In the latest battle between the crypto industry and regulators, top U.S. federal officers have again called concerned authorities to invoke stricter regulations on crypto finance activities.
Michael Barr, a top S. banking regulator at the Federal Reserve, has urged Congress to pass legislation regulating cryptocurrencies.
Barr took office in July and is scheduled to testify before Congress Tuesday for the first time as vice chair. While he did not mention the incident of FTX’s devastating collapse in his written remarks, his comments pointed in a glaring direction.
The crypto community has been in disarray following the fall of Sam Bankman Fried’s empire, the shockwave on other affiliated crypto exchanges and companies, and the losses investors incurred.
Cryptocurrency lender BlockFi paused client withdrawals Friday after FTX sought bankruptcy protection. Bitcoin fell from $20k a coin to $16.5k, its lowest value since 2020, shortly after the crisis, and other associated bodies with FTX have been asked to provide proof-of-reserves.
Financial analysts have predicted that the FTX would only lead to broader speculations about the credibility of the crypto industry.
“This crypto winter will go on a lot longer because of this…The fact is that traditional investments, like bonds, are becoming more attractive. This means crypto is less of a systemic threat,” Carol Alexander, professor of finance at the University of Sussex, stated.
“Novel Class Assets Need Strong Guardrails”
In a prepared statement released Monday, Barr said that the “recent events in crypto … have highlighted the risks to investors and consumers associated with new and novel asset classes and activities when not accompanied by strong guardrails.”
Despite its exciting nature, many still classify cryptocurrency as a novel asset. If recent events are anything to go by, the industry might still be regarded as new and unstable for much longer.
“…some financial innovations offer opportunities, but as we have recently seen, many innovations also carry risks.” Those include runs on deposits, collapsing asset values, misuse of customer funds, fraud, theft, manipulation, and money laundering,” Barr added.
“These risks, if not well controlled, can harm retail investors and cut against the goals of a safe and fair financial system, but recent events remind us of the potential for systemic risk if interlinkages develop between the cryptosystem that exists today and the traditional financial system,” he went on.
Barr said on Monday that the U.S. central bank was looking for any stresses to the financial system amid a weakening economy and signaled that stiffer oversight of cryptocurrency is in the making.

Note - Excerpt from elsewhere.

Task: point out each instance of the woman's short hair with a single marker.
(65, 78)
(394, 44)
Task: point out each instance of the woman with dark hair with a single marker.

The Fed “will be heightening its focus on liquidity, credit, and interest-rate risks as supervised institutions manage the changing financial conditions,” his written testimony explained.
He stressed the negative influence of a weakened economy, citing that it would “put stress on households and businesses and, thus, on the banking system as a whole.”
Crypto Market to Be Subjected to Same Regulations as Traditional Finance
In an interview with Bloomberg on Monday, Federal Reserve Board Governor Lael Brainard reiterated her long-term view on the need for stronger regulations for crypto finance.
“It’s concerning to see that retail investors are getting hurt by these losses,” Brainard said, noting that the recent upheaval in the crypto market re-enforces the need for it to be appropriately regulated in the same manner as traditional finance.
Brainard’s views on cryptocurrency have been to hold it accountable to the same rules as traditional finance due to its similar risks.
“And it is also the case that despite a lot of hype…you heard a lot about how decentralized these markets are…it turns out they are highly concentrated, highly interconnected, you are just seeing a domino effect, failures from one platform spilling over into elsewhere,” Brainard continued.
“It reinforces, I think, this need to make sure that crypto finance because it is no different than traditional finance in the risks that it exposes, needs to be under the regulatory perimeter.”
Brainard added that the issues of interconnectedness between crypto finance and traditional finance, “leverage, liquidity that is traditional financial risks, and consumer protection, retail protection,” is why there need to be appropriate regulatory guardrails.
They can be applied by enforcing compliance with existing rules or expanding the regulatory parameter. The regulatory guardrails, she noted, would help mitigate risks and give crypto-related platforms a chance to make positive contributions.